A common criticism of the blockchain space is that it creates (false) scarcity for the sake of scarcity. Any attempted limitation on the inherent abundance of the internet/digital information must be a skeuomorphic cash grab, right?

That reaction is especially strong if you're "selling imaginary land" out from under the "rightful landowners"...

We'll further explore the superior efficiency and fairness of our proposed property rights relative to traditional systems in the next section, but let's first establish pragmatic reasons that property rights (i.e. scarcity) can be useful even on the internet.

From a technical standpoint, the Geo Web will never have a monopoly on the creation of digital land. There will always be different horizontal "layers" and vertically siloed applications that will compete to serve different augmented reality opportunities.

Users should always have the option to tune in and out of their network/app of choice.

So why would the Geo Web attempt to create horizontal scarcity through property rights if parallel duplication is so easy? There are two pragmatic reasons (and many more philosophical ones):

  1. Humans have finite time and brainpower
  2. Network effects

There is effectively infinite real estate on the internet. The World Wide Web doesn't require payment to create and host a webpage. Yet, domain names can go for millions (top-level domains are analogous to layers), and there's a discipline dedicated to getting to the top of search engine results (after the auction-determined ad slots, of course).

The internet and the web's core protocols don't create scarcity. But the humans that use the protocols embrace (and even need) imposed scarcity to make sense of it all. Whether it's an indexing algorithm, an AI assistant, a proprietary app store, or a market solution, a mechanism either needs to be designed or one will emerge to make the chaos of a world without constraints legible.

History has shown us that the emergent mechanisms in these scenarios start by providing a valuable service to users and grow in usefulness as more people use them (i.e. network effects) until their power in a market is effectively unassailable. In the last several years, the unintended consequences of this concentration of power have started to come into view.

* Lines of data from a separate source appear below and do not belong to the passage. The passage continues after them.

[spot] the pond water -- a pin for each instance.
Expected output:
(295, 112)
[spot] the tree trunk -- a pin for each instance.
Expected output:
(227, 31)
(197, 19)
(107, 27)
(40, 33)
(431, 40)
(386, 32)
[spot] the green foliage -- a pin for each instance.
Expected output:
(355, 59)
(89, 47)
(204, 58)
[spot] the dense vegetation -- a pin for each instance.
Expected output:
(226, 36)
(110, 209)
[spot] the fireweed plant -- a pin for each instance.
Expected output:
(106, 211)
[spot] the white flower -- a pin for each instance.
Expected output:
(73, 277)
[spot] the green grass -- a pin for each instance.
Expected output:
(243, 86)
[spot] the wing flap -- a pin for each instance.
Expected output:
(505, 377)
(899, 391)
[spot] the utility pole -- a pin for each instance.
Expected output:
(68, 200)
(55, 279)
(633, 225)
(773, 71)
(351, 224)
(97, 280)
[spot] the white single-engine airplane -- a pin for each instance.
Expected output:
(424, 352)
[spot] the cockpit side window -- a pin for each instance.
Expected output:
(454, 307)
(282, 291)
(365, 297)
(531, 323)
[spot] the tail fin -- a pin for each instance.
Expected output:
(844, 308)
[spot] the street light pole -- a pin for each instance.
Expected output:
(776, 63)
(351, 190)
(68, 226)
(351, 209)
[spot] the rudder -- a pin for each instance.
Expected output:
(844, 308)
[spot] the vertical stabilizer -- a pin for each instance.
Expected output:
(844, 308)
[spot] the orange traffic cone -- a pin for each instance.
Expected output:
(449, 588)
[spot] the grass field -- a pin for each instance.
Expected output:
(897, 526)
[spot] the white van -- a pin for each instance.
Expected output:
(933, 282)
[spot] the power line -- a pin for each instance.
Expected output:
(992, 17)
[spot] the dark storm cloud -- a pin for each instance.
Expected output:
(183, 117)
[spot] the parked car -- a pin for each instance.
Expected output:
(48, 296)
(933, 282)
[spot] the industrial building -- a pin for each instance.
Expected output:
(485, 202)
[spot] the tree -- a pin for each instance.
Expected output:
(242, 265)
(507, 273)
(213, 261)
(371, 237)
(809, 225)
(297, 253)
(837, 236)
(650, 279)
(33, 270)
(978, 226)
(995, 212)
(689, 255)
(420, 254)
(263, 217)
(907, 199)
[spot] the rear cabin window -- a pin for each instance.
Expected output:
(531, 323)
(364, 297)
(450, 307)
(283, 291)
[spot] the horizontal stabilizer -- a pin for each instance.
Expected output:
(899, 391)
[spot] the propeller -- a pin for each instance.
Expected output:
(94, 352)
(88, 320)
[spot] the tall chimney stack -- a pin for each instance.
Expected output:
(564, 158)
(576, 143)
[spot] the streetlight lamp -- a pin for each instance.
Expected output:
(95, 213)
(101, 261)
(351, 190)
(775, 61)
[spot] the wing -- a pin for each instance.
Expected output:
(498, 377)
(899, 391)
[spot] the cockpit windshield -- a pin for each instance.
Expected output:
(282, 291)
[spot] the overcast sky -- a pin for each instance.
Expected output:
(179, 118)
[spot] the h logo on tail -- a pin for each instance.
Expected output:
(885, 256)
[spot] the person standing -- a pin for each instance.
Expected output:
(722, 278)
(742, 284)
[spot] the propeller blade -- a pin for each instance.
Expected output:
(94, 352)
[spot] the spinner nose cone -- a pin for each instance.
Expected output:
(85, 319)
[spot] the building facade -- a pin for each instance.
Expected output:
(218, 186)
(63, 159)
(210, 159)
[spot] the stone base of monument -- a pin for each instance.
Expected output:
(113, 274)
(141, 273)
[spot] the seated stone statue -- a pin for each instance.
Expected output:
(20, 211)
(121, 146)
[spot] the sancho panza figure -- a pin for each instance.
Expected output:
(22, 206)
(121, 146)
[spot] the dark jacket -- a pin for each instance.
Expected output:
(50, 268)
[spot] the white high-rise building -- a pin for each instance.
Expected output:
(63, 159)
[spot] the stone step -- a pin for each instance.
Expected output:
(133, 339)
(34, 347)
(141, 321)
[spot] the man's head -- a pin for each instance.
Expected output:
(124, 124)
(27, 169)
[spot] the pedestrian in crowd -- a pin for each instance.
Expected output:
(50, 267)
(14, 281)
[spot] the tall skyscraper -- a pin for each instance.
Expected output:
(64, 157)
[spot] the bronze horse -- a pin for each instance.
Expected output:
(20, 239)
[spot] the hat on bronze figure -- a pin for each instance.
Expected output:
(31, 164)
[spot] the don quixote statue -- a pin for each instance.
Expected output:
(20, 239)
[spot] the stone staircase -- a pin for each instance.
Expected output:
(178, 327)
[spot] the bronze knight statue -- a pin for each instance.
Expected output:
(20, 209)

Network effects are perhaps the most powerful force of the digital age. Shouldn't we make strategic, value-based decisions at the foundations of our internet infrastructure that harness scarcity and network effects instead of trying to pretend the inevitable away?

Using digital land property rights on the Geo Web is our pragmatic design decision to help make the infinite possibilities of geospatial augmented reality meaningful while aligning with prosocial values. We believe that an efficient, transparent market that funds public goods instead of private profit is our best bet at sustaining decentralized power and governance in the coming computing paradigm.

The legitimacy of the Geo Web is a societal choice. Yeah, it would be great if we could have a free (as in beer) and infinite system, but we should know at this point that just devolves into selling our attention to the highest bidder and extractive digital monopolies.